Example call using example files:

python3 bindAdjust.py -o <outdir> -p files/example_input/predictions -d files/example_input/distance_maps -C 15

Required Packages For bindAdjust.py

  • tqdm
  • numpy

How To bindRefine.py

usage: bindRefine.py [-h] -p PREDSDIR -o OUTDIR -d DISTANCEMAP
                     (-eps EPSILON | -k K) [-l LAYER]
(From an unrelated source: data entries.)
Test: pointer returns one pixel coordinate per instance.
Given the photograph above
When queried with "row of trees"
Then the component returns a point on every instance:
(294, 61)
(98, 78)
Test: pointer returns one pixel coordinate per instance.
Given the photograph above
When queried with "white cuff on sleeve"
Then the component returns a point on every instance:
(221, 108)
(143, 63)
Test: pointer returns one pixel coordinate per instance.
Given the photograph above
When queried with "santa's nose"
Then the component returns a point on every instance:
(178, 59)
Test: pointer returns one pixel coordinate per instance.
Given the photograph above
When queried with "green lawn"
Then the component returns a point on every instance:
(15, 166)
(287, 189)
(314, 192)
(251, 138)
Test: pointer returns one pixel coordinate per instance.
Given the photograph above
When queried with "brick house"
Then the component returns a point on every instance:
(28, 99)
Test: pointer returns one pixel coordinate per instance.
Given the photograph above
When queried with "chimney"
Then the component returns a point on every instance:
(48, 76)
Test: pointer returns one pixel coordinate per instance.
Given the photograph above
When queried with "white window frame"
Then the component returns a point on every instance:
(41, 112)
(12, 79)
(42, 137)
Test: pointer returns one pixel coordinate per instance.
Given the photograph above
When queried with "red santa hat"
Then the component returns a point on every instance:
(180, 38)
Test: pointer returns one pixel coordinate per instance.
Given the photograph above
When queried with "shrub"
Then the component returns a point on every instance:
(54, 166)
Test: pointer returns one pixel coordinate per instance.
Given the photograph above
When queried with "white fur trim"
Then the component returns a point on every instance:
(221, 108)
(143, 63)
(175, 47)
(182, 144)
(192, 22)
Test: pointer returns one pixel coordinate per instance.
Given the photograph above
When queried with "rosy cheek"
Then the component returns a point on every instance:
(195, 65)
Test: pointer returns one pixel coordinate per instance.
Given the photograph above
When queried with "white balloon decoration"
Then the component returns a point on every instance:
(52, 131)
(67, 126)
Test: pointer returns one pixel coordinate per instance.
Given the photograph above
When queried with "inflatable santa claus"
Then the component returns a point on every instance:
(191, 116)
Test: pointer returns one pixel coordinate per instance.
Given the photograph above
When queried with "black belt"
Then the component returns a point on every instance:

This tool identifies a section of a protein with the highest average ligand
binding probability.

required arguments:
  -p PREDSDIR, --predsdir PREDSDIR
                        directory containing predictions in specific format,
                        see sample file. If your predictions are not available
                        in this specific format. Please use the functions
                        directly. (default: None)
  -o OUTDIR, --outdir OUTDIR
                        output directory (default: None)
  -d DISTANCEMAP, --distancemap DISTANCEMAP
                        directory containing protein distance maps, see sample
                        file of distance map for required file structure and
                        name. (default: None)
  -eps EPSILON, --epsilon EPSILON
                        set this value if you want to use epsilon mode of
                        bindRefine (default: None)
  -k K, --k K           set this value if you want to use k mode of bindRefine
                        (default: None)

optional arguments:
  -l LAYER, --layer LAYER
                        index of distance map layer. Options: 0 N, 1 C-alpha,
                        2 C-beta and 3 backbone C distances (default: 3)

Example call using example files:

python3 bindRefine.py -o <outdir> -p files/example_input/predictions -d files/example_input/distance_maps -k 10

Required Packages For bindRefine.py

  • tqdm
  • numpy

Cite

If you want to credit us, feel free to cite

Endres, L., Olenyi, T., Erckert, K., Weißenow, K., Rost, B., Littmann, M. Refining Embedding-Based Binding Predictions by Leveraging AlphaFold2 Structures.